Livro relembra a época em que a TV era “máquina de fazer doido”
Sob o pseudônimo de Stanislaw Ponte Preta, Sergio Porto (1923-1968) deixou um famoso – e engraçadíssimo – registro sobre os primeiros anos da ditadura que se estabeleceu no Brasil em 1964: o "Febeapá – Festival de Besteira que Assola o País".
Os textos, com comentários e crônicas sobre os absurdos ditos e cometidos por militares, políticos e jornalistas ao longo de cinco anos, entre 64 e 68, foram publicados em três livros, todos com o título "Febeapá" — o último deles no ano de sua morte precoce, de infarto, aos 45 anos.
A Companhia das Letras acaba de reunir os três volumes em um só livro (482 págs., R$ 54,90), com apresentação de Sergio Augusto e posfácio de João Adolfo Hansen. É leitura das mais engraçadas – e, às vezes, capaz de sugerir muitos paralelismos com os dias de hoje. Uma boa resenha do lançamento, publicada na "Folha", pode ser lida aqui: Stanislaw Ponte Preta castiga com picardia os poderosos do país.
Para quem se interessa pela história da televisão, Sergio Porto deixou vários comentários e histórias sobre a sua experiência, como redator de programas em diferentes emissoras (Tupi, Rio, Globo, Excelsior, Record) nos anos 60. Os textos estão reunidos em "A Máquina de Fazer Doido", também incluído em "Febeapá".
São observações quase sempre sérias, bastante críticas, sobre a baixa qualidade da televisão naqueles anos. "Na televisão brasileira é assim; o sujeito que não sabe fazer nada acaba sempre diretor", escreve, por exemplo.
Falando de um programa de auditório cuja descrição lembra muito a "Buzina do Chacrinha", apresentado na Globo até 1972, Sergio Porto assim se refere aos candidatos que participam da atração: "esses coitados que, levados pela ingenuidade e muitas vezes pela necessidade, comparecem aos programas ditos de calouros para serem humilhados" .

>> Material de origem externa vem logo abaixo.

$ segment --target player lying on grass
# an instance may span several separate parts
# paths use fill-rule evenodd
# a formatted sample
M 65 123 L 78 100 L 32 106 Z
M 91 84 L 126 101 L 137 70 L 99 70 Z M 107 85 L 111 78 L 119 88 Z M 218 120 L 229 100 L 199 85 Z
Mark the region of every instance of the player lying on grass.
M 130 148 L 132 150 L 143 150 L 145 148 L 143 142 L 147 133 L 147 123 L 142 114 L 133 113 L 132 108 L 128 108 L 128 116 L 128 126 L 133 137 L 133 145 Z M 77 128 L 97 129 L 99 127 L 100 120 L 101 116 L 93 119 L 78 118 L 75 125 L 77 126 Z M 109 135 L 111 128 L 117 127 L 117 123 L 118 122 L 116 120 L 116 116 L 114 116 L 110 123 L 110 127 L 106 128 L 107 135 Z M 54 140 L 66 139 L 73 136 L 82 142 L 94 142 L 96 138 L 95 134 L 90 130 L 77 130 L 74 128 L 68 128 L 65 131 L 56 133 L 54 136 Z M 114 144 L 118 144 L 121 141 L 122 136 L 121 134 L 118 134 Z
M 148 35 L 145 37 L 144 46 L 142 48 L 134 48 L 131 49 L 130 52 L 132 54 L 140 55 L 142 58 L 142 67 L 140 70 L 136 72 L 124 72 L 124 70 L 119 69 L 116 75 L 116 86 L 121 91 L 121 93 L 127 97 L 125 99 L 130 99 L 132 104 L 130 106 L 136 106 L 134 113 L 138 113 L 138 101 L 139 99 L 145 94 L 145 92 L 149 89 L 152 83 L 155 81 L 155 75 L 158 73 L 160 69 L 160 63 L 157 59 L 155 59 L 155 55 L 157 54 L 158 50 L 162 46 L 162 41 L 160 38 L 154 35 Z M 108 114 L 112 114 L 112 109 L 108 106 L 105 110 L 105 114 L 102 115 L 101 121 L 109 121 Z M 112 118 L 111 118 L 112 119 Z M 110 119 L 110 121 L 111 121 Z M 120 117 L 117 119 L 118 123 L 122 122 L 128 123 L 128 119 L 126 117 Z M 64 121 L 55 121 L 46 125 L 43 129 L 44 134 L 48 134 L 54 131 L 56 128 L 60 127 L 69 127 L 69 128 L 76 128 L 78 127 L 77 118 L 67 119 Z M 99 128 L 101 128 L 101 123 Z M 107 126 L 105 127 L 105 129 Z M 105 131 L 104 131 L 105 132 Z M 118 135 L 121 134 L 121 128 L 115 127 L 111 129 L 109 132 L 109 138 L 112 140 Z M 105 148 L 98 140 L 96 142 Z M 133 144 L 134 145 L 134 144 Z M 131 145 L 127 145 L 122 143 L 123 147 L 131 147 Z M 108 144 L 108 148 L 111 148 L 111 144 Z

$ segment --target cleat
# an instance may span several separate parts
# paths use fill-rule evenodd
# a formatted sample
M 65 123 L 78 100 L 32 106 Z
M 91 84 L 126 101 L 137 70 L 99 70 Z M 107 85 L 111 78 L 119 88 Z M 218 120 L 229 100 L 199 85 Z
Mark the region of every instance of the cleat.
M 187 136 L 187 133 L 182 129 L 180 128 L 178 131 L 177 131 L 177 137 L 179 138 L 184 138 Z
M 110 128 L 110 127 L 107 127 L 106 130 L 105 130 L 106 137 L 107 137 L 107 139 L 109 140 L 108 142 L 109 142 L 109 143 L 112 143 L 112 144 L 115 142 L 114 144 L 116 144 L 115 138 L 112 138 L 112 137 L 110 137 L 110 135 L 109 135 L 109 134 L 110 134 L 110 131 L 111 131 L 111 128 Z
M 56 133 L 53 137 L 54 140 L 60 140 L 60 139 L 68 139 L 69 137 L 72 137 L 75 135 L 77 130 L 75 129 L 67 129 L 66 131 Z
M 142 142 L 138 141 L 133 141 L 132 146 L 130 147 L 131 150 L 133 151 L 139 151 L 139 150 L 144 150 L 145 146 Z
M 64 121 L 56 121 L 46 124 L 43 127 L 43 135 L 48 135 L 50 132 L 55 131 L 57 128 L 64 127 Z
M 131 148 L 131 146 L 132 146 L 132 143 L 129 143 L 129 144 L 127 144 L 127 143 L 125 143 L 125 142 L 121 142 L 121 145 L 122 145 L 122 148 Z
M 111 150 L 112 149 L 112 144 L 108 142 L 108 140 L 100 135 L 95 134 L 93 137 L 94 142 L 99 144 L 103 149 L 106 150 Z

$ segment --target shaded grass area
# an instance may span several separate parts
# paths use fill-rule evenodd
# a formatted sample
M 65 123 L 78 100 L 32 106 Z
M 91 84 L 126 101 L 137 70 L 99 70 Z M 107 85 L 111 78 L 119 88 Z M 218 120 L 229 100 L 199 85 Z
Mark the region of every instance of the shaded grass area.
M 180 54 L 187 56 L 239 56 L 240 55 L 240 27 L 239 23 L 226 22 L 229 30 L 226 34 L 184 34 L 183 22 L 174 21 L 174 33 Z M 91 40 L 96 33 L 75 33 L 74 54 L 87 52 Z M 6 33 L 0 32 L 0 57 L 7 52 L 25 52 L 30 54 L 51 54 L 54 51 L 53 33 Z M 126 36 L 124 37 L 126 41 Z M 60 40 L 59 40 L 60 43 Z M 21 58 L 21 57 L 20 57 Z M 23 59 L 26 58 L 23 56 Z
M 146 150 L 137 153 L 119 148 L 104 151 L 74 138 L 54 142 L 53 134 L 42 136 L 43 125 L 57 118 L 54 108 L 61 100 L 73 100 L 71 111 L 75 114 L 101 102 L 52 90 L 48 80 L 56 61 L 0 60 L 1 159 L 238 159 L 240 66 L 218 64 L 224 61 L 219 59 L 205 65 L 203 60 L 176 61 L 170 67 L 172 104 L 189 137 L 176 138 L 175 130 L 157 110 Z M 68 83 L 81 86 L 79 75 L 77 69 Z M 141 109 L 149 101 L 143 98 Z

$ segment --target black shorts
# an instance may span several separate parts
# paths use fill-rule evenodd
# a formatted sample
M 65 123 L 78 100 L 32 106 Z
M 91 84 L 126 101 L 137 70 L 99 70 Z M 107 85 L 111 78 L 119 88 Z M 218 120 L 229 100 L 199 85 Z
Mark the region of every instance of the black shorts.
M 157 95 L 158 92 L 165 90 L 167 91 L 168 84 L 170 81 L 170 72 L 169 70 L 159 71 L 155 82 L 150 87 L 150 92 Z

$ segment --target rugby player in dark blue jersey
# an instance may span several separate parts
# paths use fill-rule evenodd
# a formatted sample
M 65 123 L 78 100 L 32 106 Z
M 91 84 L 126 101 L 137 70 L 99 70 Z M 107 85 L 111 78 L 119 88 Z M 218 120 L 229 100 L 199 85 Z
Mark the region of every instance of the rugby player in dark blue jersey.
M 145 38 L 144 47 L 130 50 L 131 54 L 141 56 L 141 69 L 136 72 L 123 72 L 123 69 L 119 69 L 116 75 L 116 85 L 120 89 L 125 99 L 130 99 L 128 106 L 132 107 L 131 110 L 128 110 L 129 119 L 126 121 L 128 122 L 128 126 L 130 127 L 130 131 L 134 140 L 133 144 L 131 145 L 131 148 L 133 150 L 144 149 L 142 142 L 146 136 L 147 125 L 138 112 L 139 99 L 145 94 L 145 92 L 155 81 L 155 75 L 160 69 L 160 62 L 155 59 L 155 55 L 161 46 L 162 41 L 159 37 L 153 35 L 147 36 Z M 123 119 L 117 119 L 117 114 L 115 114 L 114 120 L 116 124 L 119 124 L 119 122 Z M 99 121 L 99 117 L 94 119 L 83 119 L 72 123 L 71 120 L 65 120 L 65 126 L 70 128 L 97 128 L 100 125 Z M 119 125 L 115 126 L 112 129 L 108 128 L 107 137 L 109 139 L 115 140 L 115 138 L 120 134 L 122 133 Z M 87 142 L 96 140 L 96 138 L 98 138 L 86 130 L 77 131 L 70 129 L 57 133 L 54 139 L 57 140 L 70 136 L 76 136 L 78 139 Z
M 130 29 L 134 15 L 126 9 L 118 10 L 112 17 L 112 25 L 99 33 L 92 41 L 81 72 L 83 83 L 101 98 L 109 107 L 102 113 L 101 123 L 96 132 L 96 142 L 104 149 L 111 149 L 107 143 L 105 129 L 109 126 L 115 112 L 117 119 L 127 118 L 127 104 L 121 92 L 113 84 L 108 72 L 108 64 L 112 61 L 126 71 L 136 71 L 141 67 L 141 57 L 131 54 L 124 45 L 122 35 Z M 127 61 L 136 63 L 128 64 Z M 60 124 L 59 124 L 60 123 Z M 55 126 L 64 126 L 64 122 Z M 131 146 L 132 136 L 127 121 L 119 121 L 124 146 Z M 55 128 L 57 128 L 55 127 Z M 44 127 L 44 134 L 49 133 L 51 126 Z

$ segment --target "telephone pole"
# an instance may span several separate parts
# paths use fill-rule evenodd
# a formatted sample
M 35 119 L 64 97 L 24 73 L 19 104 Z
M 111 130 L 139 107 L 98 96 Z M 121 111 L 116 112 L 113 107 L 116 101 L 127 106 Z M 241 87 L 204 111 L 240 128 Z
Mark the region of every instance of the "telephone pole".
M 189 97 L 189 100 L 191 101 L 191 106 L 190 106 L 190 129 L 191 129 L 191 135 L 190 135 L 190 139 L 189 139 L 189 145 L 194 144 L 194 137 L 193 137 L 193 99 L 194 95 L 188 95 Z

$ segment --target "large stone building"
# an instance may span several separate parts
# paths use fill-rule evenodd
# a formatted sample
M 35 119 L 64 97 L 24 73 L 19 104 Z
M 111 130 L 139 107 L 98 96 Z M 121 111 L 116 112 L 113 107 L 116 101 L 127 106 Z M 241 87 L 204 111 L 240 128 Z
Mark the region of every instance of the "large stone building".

O autor também critica a exploração feita em um quadro apresentado por Silvio Santos no início dos anos 60 na TV Paulista (futura Globo), chamado "Rainha por um Dia" (por engano, Sergio Porto escreve "Rainha por uma Noite"): "Foi invenção de um tal de Silvio Santos, hoje milionário, segundo dizem, por ter industrializado, para uso exclusivo do rádio e da televisão, a burrice e a infelicidade humana".
O livro conta também uma história lendária, protagonizada por outro jornalista famoso na época, Antonio Maria (1921-1964), a respeito de uma atração que ambos escreviam para a TV Rio:
"O programa que fazíamos era horrível, mas era isto que o diretor artístico da estação queria, a ponto de – acredite quem quiser – manter outro redator só para piorar o que a gente escrevia. Um dia o Antonio Maria se aborreceu, entrou pela sala do diretor com cara de mau, atirou o escrito para o programa seguinte em cima da sua mesa e disse: 'Está aqui a minha parte do programa. Eu sinto muito, mas pior que isso eu não sei fazer'. Depois, no café da esquina, contava o que fizera, às gargalhadas".
Para encerrar, reproduzo duas frases de Tia Zulmira, outra personagem engraçadíssima criada por Sergio Porto. A primeira segue muito atual: "Quem assiste televisão durante a semana é incapaz de desconfiar que aos domingos é pior". A segunda, para muita gente, também vale para os dias de hoje: "Nada é mais educativo na nossa televisão que o botão de desligar."
Em tempo: As três ilustrações aqui reproduzidas são de autoria de Jaguar e constam da edição original do livro "Febeapá 3", lançado pela editora Sabiá em 1968.